MODEL FORM OF ARTICLES AND ITS REGISTRATION
• The Articles of Association of every company duly stamped and signed by the subscribers shall also be
registered with ROC simultaneously with the memorandum. [Section 26]
• Following shall be form of Articles of Association
 A company limited by shares - Table A (may adopt all or any of the regulations).
 A company limited by guarantee and not having share capital - Table C
 A company limited by guarantee and having a share capital – Table D
 An unlimited company – Table E
• Articles shall –
i. Be printed
ii. Be divided and paragraphs numbered consecutively; and
iii. Be signed by each subscriber of the memorandum of association (who shall add his address,
description and occupation, if any) in the presence of at lease one witness who shall attest the
signature and shall likewise add his address, description and occupation, if.
CONTENTS OF THE ARTICLES OF ASSOCIATION
• The regulations and bylaws laid down in the articles relate to the following (illustrative only)

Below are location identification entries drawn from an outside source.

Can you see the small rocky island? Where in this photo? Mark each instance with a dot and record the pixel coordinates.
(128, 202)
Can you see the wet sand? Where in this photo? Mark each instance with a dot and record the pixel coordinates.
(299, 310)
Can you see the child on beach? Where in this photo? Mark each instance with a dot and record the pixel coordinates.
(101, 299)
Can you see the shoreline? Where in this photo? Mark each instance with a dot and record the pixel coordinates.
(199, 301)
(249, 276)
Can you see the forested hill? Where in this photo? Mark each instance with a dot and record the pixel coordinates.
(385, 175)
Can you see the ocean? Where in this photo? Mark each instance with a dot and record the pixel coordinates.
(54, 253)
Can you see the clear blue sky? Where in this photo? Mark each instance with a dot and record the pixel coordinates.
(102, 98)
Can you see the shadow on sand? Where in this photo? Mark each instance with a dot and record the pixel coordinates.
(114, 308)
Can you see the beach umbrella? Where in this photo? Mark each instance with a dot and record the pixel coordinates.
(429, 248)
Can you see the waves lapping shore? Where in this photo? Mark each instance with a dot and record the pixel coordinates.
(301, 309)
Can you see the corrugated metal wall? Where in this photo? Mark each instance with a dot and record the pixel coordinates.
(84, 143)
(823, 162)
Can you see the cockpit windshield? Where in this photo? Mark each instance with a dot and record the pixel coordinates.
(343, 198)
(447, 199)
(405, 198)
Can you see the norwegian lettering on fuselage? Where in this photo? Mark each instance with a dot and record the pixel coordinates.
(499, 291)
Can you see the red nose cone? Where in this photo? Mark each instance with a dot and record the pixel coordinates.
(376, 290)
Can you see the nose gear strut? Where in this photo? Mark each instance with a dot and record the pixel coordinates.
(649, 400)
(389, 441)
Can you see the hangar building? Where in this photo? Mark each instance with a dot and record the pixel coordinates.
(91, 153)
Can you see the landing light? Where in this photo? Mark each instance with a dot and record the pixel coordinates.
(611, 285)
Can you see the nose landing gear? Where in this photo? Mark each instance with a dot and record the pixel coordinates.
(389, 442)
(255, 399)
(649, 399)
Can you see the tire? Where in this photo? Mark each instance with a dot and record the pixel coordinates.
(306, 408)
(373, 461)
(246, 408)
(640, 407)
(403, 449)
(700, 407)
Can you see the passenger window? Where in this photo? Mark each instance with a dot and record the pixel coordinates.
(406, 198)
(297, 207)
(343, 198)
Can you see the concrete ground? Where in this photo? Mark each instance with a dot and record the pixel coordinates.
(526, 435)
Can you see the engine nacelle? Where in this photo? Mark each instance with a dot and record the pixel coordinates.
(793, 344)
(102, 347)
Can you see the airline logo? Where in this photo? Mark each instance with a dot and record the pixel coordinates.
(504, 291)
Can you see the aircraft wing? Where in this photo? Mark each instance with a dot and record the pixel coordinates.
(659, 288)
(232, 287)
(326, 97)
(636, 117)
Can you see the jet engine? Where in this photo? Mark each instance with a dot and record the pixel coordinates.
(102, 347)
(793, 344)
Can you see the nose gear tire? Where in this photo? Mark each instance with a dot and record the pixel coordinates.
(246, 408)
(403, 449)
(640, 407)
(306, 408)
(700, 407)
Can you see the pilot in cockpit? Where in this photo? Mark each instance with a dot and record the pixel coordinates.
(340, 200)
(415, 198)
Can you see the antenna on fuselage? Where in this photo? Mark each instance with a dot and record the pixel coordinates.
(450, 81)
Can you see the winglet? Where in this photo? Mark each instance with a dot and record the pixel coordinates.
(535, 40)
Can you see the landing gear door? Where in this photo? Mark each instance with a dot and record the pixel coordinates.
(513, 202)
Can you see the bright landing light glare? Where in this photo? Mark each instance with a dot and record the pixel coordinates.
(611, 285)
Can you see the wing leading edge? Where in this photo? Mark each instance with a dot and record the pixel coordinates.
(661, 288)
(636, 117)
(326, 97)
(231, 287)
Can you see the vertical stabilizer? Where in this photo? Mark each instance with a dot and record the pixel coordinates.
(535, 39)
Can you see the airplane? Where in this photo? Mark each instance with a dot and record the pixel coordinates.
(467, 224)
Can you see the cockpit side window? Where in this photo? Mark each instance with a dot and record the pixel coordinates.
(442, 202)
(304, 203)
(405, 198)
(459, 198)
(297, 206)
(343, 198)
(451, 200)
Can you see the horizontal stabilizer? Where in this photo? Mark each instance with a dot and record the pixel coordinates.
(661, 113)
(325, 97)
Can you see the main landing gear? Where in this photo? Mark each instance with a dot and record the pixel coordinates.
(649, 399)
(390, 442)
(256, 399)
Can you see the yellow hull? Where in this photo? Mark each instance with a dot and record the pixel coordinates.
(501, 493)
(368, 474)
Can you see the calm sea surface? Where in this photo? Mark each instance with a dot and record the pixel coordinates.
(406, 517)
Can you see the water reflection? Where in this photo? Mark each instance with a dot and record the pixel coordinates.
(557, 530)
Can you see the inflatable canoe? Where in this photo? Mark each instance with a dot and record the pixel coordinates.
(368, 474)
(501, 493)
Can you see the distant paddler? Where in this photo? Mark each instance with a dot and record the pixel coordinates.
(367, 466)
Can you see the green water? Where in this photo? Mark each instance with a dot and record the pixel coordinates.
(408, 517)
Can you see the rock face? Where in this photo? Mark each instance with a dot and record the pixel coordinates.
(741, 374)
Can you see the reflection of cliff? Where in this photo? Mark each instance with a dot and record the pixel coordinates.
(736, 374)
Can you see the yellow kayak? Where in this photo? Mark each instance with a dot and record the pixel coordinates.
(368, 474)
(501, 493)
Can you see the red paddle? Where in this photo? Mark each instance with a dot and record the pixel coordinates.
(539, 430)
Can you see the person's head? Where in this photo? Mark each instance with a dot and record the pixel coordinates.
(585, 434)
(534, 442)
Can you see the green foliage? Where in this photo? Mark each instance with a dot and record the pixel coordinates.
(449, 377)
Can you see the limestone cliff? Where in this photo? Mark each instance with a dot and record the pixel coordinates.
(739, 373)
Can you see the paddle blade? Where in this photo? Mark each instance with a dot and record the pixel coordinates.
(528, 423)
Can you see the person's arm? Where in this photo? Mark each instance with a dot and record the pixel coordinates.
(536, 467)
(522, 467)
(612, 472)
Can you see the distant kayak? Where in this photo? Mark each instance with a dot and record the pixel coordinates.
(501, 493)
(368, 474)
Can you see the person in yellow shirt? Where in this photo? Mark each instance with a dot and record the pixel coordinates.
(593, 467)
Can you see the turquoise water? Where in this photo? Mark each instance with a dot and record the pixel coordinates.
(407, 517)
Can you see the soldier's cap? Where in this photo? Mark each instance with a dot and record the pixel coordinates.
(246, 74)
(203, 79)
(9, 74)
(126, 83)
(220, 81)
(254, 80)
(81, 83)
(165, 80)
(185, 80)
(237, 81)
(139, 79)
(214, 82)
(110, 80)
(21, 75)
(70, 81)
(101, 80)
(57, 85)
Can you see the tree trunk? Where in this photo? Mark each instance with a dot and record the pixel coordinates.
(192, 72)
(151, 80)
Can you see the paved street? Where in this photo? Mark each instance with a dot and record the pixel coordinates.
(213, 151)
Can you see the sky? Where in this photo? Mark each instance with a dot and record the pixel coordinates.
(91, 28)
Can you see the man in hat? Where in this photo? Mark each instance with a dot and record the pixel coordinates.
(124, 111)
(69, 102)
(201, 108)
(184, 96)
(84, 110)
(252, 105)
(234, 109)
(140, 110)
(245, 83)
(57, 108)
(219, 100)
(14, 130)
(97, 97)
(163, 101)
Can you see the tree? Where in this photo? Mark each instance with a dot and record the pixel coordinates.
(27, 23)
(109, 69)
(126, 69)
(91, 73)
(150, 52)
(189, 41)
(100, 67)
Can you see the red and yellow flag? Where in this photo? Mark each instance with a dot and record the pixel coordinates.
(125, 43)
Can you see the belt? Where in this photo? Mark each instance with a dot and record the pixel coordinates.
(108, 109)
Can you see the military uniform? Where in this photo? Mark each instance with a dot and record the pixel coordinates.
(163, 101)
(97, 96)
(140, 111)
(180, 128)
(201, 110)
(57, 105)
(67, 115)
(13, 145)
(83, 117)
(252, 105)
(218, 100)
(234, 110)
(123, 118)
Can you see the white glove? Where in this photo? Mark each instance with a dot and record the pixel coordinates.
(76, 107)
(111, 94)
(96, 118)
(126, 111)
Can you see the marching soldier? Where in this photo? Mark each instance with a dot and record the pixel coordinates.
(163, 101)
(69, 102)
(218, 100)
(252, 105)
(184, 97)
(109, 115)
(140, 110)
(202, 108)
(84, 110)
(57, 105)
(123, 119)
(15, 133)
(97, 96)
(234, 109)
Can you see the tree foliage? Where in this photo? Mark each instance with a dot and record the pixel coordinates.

1. Share capital and its subdivision into different classes of shares, rights of the shareholders and their variation;
2. The procedure for making allotment, calls on shares and transfer, transmission, forfeiture and surrender of
shares, including lien or shares
3. Share transfer – Physical as well as shares traded though electronic mode and their
dematerialisation/rematerialisation.
LECTURES BY PROF. S N GHOSH
WLC 16 CHAPTER 04 –ARTICLES OF ASSOCIATION

4. Nomination by Shareholders
5. Alteration and reduction of capital
6. Borrowing powers
7. Appointment powers, duties, qualifications, remuneration etc of the Directors, powers and proceedings of the
Board (now Central Government);
8. Appointment of Managing Director, Manager, Secretary
9. Provisions regarding Nominee Director
10. Declaration of dividend
11. Procedure for convening, holding and conducting different kinds of meetings, voting rights and methods
12. Maintenance of books of account and their audit
13. Share Certificates and Share Warrants, conversion of shares isnto stock
14. Seal of the company
15. Winding up.
[NOTE: A listed/to be listed may have some other provisions in the Articles of Association as well so as to
comply with the Listing Agreement(s)]
ALTERATION OF THE ARTICLES OF ASSOCIATION [SECTION 31]

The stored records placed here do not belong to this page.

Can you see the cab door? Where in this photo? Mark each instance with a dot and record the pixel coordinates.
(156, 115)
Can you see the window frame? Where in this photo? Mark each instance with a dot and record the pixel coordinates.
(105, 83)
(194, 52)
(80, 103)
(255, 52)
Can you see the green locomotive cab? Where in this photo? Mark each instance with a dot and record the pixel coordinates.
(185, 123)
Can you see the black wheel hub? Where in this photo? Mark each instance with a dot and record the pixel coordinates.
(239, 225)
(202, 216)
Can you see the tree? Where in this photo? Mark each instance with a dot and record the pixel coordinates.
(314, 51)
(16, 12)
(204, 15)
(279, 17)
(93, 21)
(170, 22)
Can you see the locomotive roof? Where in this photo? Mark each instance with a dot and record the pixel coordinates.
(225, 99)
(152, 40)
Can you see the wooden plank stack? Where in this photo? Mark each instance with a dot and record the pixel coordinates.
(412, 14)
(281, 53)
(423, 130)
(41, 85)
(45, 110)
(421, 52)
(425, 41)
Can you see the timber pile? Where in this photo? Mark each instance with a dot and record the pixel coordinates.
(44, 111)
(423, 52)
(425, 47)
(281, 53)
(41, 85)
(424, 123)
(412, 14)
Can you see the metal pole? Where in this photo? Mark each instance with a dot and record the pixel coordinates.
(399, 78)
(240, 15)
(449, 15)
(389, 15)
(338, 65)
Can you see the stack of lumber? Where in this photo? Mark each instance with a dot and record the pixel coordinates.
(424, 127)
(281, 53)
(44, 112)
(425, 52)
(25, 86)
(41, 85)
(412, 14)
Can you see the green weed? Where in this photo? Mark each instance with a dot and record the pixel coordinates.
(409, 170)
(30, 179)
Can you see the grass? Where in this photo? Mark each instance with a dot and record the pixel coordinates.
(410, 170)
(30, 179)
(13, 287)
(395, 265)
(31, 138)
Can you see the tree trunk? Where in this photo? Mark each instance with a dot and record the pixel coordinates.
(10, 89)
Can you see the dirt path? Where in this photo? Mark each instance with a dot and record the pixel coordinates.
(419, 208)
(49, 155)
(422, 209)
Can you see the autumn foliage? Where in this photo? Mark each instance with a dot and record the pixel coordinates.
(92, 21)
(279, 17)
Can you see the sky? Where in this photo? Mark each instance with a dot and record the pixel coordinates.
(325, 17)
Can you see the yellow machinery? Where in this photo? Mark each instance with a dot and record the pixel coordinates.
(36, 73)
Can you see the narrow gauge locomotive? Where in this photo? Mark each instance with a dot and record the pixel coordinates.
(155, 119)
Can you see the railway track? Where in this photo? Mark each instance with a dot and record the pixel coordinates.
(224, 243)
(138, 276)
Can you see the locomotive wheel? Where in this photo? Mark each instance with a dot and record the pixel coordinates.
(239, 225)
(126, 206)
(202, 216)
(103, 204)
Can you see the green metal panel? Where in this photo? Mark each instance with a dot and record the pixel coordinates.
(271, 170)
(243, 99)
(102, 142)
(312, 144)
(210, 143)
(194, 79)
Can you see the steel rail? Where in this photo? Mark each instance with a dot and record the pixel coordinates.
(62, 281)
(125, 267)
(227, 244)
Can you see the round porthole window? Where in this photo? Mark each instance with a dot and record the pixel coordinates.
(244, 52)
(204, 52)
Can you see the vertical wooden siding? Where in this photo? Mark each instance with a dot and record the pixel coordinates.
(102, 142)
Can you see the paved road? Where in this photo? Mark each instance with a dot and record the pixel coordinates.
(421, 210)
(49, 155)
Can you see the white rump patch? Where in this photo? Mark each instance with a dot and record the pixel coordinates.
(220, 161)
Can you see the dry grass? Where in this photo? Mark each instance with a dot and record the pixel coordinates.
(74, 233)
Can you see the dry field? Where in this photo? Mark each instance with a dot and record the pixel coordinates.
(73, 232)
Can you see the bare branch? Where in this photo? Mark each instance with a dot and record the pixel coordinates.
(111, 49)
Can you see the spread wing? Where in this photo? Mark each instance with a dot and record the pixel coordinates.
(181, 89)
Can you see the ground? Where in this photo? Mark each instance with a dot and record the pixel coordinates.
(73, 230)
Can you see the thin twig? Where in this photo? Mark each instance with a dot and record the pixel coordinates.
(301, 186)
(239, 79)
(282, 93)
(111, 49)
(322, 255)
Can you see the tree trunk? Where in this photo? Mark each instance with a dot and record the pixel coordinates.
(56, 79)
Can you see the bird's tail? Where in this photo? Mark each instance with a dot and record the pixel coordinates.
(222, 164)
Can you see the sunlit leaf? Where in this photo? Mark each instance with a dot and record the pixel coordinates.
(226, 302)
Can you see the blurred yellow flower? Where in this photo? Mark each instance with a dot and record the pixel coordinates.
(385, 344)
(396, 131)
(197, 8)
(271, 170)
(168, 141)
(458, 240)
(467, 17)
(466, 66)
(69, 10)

A company may alter from time to time, the Articles of Association by Special Resolution. Requisite return along
with amended copy of Articles of Association and necessary fees has to be filed with ROC within 30 days of
passing of the resolution.
• The alteration must be bonafide for the benefit of the company as a whole. The alteration will not however be
bad merely because in inflicts hardships on an individual shareholder.

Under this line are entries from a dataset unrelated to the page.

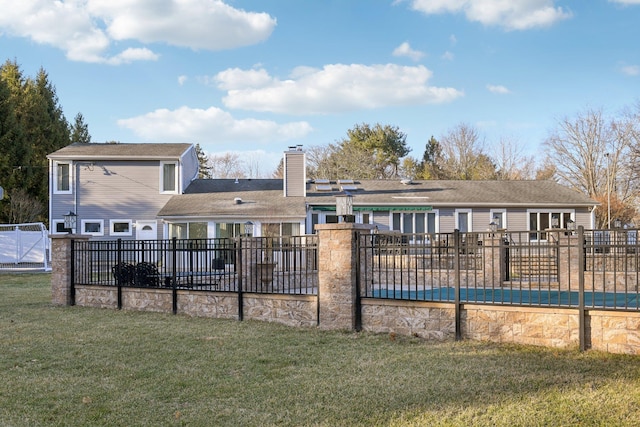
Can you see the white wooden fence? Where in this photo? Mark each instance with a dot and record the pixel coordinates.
(24, 247)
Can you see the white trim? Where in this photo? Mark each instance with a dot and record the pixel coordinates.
(469, 213)
(84, 222)
(112, 223)
(502, 213)
(55, 177)
(176, 178)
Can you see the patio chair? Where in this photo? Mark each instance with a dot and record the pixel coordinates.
(147, 274)
(124, 273)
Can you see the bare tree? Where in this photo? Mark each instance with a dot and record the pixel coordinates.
(463, 155)
(511, 162)
(591, 154)
(227, 165)
(23, 207)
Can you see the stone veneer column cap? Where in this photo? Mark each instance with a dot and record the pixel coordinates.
(344, 226)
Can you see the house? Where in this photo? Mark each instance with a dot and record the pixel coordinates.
(116, 190)
(109, 193)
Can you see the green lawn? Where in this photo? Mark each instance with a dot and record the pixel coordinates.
(76, 366)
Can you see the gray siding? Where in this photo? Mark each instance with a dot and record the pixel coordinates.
(294, 174)
(107, 190)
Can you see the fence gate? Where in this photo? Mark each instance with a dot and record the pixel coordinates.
(24, 247)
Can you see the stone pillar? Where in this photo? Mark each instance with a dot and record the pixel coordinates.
(337, 268)
(61, 267)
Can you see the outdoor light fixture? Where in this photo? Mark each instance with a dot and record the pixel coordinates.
(70, 220)
(248, 229)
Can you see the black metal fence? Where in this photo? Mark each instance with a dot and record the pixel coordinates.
(267, 265)
(557, 268)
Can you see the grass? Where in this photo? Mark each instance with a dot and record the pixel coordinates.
(72, 366)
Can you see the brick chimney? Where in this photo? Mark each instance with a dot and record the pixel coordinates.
(295, 172)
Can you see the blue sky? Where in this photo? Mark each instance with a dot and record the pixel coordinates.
(256, 76)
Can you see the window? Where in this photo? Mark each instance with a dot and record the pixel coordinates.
(543, 220)
(120, 227)
(229, 230)
(414, 222)
(92, 227)
(281, 229)
(463, 220)
(499, 216)
(58, 226)
(169, 177)
(62, 178)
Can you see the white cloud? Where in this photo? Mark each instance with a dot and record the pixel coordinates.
(87, 29)
(211, 126)
(630, 70)
(334, 88)
(405, 50)
(499, 89)
(511, 15)
(129, 55)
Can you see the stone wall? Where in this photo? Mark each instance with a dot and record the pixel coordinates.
(614, 331)
(435, 321)
(292, 310)
(337, 305)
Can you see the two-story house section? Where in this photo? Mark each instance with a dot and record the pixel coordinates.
(116, 190)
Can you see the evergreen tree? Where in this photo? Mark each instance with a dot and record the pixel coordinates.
(80, 130)
(204, 170)
(32, 126)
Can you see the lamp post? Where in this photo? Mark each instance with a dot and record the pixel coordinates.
(344, 207)
(248, 229)
(608, 190)
(70, 221)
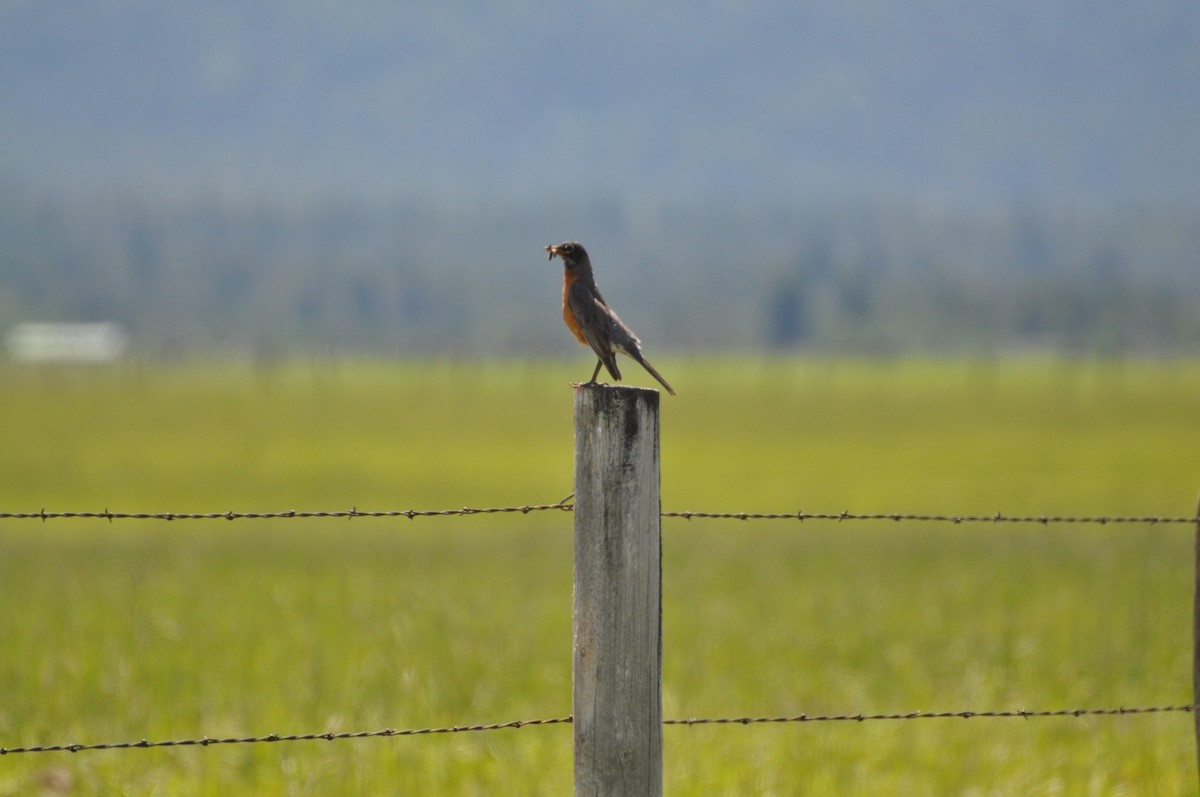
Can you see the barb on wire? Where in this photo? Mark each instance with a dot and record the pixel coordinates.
(411, 514)
(204, 741)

EFFECT OF MEMORANDUM AND ARTICLES
• The memorandum and articles when registered with the Registrar of Companies create a binding contract
between
 Members bound to the company
 Company bound to the members
 Members bound to members
 Company and the outsiders.
EFFECT OF ALTERATION IN MEMORANDUM OR ARTICLES
• A member shall be bound by an alteration made in the memorandum or articles after the date on which he
became a member.
• All the alterations shall be noted in every copy of the memorandum and articles of association of the company.
• A company shall, within 7 days of the receipt of a request from a member along with a fee of Rs. 1/-, send to a
copy each of Memorandum and Articles of Association besides any other Agreement(s), if any. Any default
shall be punishable with a fine upto Rs. 500/-.